Notebook and Pen

Jessica's Corner

The Wonder and Simplicity of God’s Creation


During one of our afternoon power walks, my mother and I came across a female eastern tiger swallowtail, the gorgeous Georgia state butterfly. As it hovered around looking to feed on nectar, it landed on a patch of green leaves just long enough for me to snap a photo with my phone. I marveled at the beauty of its bright yellow forewings trimmed in black on the sides and its hind wings adorned in blue. I watched it linger on the tip of the leaf blade it selectively chose for a few more seconds, telling myself that this made up for my disappointment in not seeing any Brood X cicadas last summer.


As I've gotten older, I have started paying more attention to nature, and I really needed to take some additional time and enjoy the wonder and simplicity of God's creation around me. Although I am a journalist, I needed a small break from the news, which we all know has been beyond distressing with almost daily reports of mass shootings coupled with the ongoing worrisome analyses of inflation. Power walking with my mother enabled me to relax a bit from the negative and taxing inculcation of online media stories and appreciate some of the eastern tiger swallowtail's co-stars of nature in the neighborhood: white-tailed deer, wild cottontail rabbits and the occasional raccoon. I'm actually glad that I only had one encounter with a raccoon on our walks, and the one I saw seemed to have a witty personality. It was standing upright in a neighbor's yard and curiously eyed me, as if to ask, "Why aren't you taking my picture?" The cottontails I saw seemed to prefer nibbling on grass in people's front yards before scurrying away into the woods when I got too close. The white-tailed does passing through my mother's backyard usually had three to four fawns with them that playfully frolicked around the oak trees as if to show off their spotted coats. I also noticed that this particular white-tailed family liked taking early evening strolls, prancing around from house to house. One day a neighbor treated them to a snack that is definitely on a deer's top five list: fresh watermelon rinds.

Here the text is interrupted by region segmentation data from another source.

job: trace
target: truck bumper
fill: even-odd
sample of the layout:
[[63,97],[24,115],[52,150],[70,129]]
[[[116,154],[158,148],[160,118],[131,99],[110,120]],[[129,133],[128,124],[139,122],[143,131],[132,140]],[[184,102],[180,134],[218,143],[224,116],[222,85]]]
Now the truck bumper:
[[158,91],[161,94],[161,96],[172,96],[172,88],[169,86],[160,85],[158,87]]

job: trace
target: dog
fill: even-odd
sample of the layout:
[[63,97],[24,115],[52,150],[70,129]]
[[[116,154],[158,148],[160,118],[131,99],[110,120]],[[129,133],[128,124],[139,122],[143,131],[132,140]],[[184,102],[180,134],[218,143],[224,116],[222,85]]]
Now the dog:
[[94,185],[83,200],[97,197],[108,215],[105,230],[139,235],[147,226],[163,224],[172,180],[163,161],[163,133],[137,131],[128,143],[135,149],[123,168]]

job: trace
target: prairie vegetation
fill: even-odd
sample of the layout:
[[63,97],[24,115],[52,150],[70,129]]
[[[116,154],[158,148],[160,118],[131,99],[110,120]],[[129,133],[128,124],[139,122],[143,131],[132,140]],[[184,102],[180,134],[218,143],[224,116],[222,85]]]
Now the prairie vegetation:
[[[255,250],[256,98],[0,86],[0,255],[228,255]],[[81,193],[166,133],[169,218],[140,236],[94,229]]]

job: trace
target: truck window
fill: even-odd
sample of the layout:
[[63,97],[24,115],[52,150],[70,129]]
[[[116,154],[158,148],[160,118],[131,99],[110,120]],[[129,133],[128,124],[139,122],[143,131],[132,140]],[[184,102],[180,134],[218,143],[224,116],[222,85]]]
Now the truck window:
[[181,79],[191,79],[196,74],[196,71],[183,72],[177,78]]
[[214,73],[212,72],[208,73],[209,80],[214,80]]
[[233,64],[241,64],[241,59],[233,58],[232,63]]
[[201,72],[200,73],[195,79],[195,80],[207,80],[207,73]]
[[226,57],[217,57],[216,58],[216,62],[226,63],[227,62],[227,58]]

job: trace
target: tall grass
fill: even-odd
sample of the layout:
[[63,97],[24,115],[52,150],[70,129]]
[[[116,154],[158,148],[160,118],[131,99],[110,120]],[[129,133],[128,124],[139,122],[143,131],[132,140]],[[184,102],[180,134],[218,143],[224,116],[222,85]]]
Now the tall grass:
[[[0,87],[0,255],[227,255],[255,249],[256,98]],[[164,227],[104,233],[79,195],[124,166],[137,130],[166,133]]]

In pausing to think about the distinctive daily routines of these animals along with the swallowtail, one common factor stood out: They spend each day expecting to find provision for their survival. This reminded me of the scripture in Matthew 6:26 where Jesus used birds as an illustration of God's delight in meeting our needs but also pointed out our lack of faith when we grow anxious. Like birds, deer, cottontail rabbits and raccoons don't sow, reap or "gather into barns" but our "heavenly Father" feeds them. I had to, as is often said in church, "selah" (rest) on this for a moment, given the constant troubling news in our nation. And in gradually getting back to news, a July poll conducted by Siena College Research Institute showed that "pocketbook issues" are among the main concerns of Americans, specifically jobs and the cost of living. Rising costs of goods and services have affected all of us. Thankfully, the national average for a gallon of gas has fallen below $4 for the first time in about five months, which has provided some much-needed relief at the pump for many. Yet many people's budgets continue to be squeezed with increases in rent and other monthly expenses.


Seeing great lack and abundant struggle around us, it's difficult not to worry, but God's remedy for worry is increased faith. I'm reminded of the words of wisdom from the late Dr. Robert Schuller, who encouraged people to think about faith as more of a verb rather than a noun to push through life's trials. In his 1990 booklet "Putting Your Faith Into Action Today," Schuller wrote that a "human being empowered with an invincible faith can survive all odds the world can throw against his tortured soul." These words are especially comforting today in knowing that building up my faith equips me as a survivor.


As I prepare to get back to my job equivalent of "sowing, gathering and reaping", I'm going to continue to reflect on the splendor of nature I observed in how the eastern tiger swallowtail, white-tail deer, cottontails and the lone raccoon are not stressed or perplexed in their natural habitat. They are a magnificent example of innately exercising faith, a humble and powerful lesson I take to heart.